One of the major barriers to getting more people on PrEP is not having sexual health and risk evaluations done as part of routine care, as providers have competing demands and may lack the training and comfort to discussions sexual health with their patients, Dr Krakower noted as background.
The effort involved three steps. The researchers first extracted potentially relevant data from the electronic health records of Atrius Health, a large group practice in the Boston area with approximately 800,000 patients.
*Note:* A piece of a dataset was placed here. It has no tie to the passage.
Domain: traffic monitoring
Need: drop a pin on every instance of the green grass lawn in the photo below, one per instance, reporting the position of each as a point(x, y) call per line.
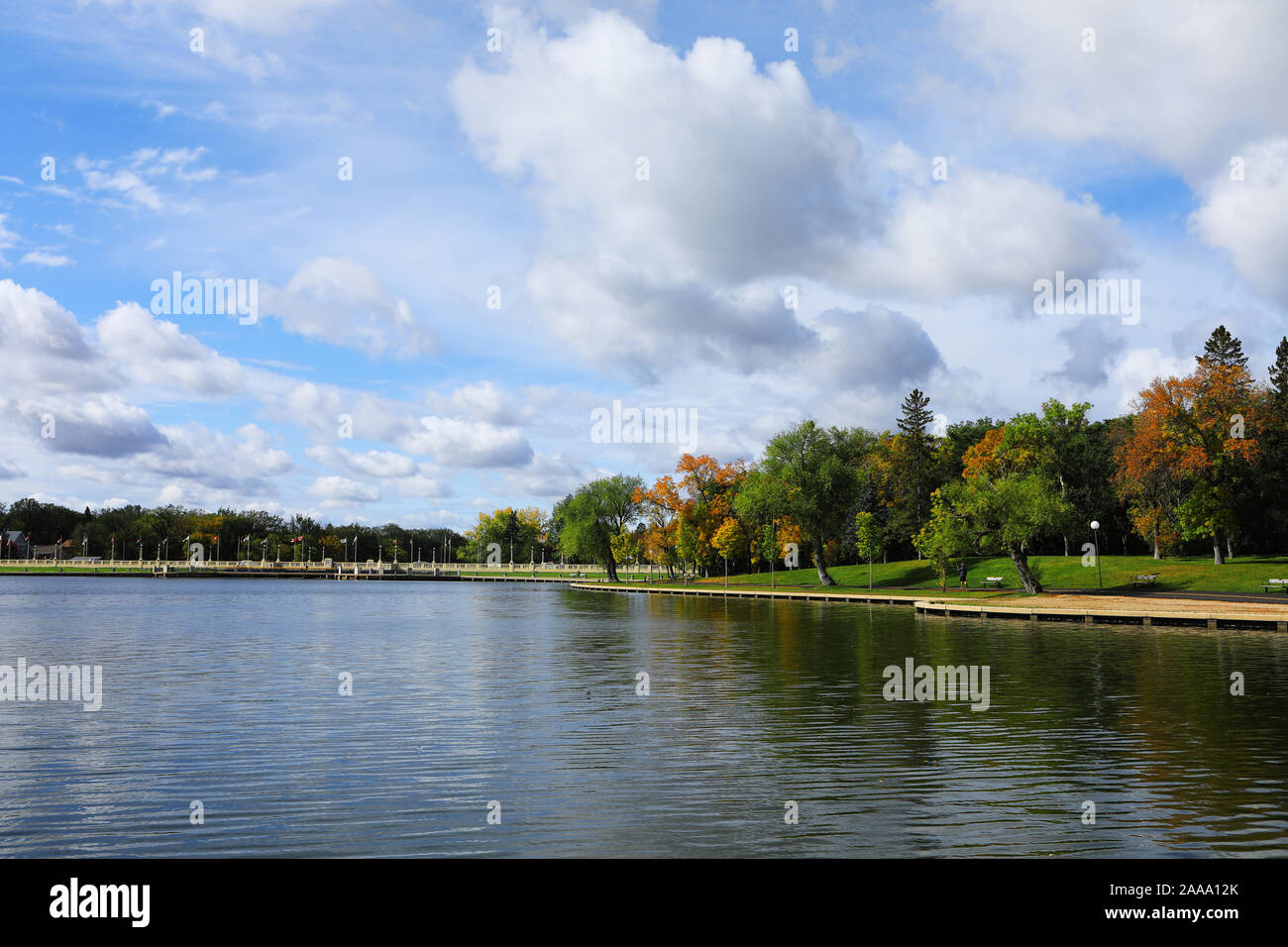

They looked at more than 100 variables including patient demographics, recorded diagnoses, medication prescriptions, laboratory tests and procedures.
The team then matched each of the 138 patients who became infected with HIV during 2006-2015 to 100 control subjects of the same sex and similar duration of Atrius Health membership who remained HIV-negative, comparing their characteristics and risk factors.
They next used logistic regression modelling and machine learning to predict incident HIV infections among case versus control patients. Logistic regression is a more traditional approach that makes assumptions about what the data will look like, Krakower explained, while machine learning is a new approach in which the computer learns to recognise patterns in the data that may not have been apparent at the outset.
Finally, the researchers looked at whether the distribution of HIV prediction scores in the Atrius Health general population could point to a sub-population who might be candidates for PrEP.
In a comparison of computer algorithms to each other and to logistic regression, several machine learning methods did a good job – better than logistic regression – at predicting incident HIV infection. One method known as Ridge Regression demonstrated the best predictive performance (AUC = 0.76), and the LASSO method also performed well.
Looking more closely at a few of the variables associated with HIV risk, 6.5% of people who became infected with HIV had undergone anal cytology testing, compared to less than 0.1% of uninfected control subjects. Similarly, 3.6% of people with HIV had received a recent prescription for benzathine penicillin G (Bicillin) – used to treat syphilis – compared to less than 0.1% of uninfected controls. And 5.8% of people with HIV had ever had a positive gonorrhoea test, compared to less than 0.1% among control subjects.
The vast majority of members had risk scores indicating they were at very low or low risk of HIV infection. However, after excluding people who were already HIV-positive or currently receiving PrEP, the algorithm identified 8414 individuals – 1.1% of the general population – as potential PrEP candidates.
"When you see 8000 patients, that's a lot to think about providing PrEP to, but if you have a primary care provider handling 1000 patients, this 1.1% would represent 11 of their patients," Dr Krakower said. "I think this is a clinically reasonable and manageable sub-group of the population for more intensive screening."
The investigators concluded that automated analysis of data routinely stored in electronic heath records can identify patients at increased risk for HIV who are potential candidates for PrEP.
They next plan to optimise the predictive algorithm and validate it with patients at Fenway Health in Boston, a community health centre that specialises in care for sexual and gender minorities where PrEP use is much more common. They then hope to conduct a pilot study with clinicians to see if the algorithm leads to increased appropriate use of PrEP in a real-world setting.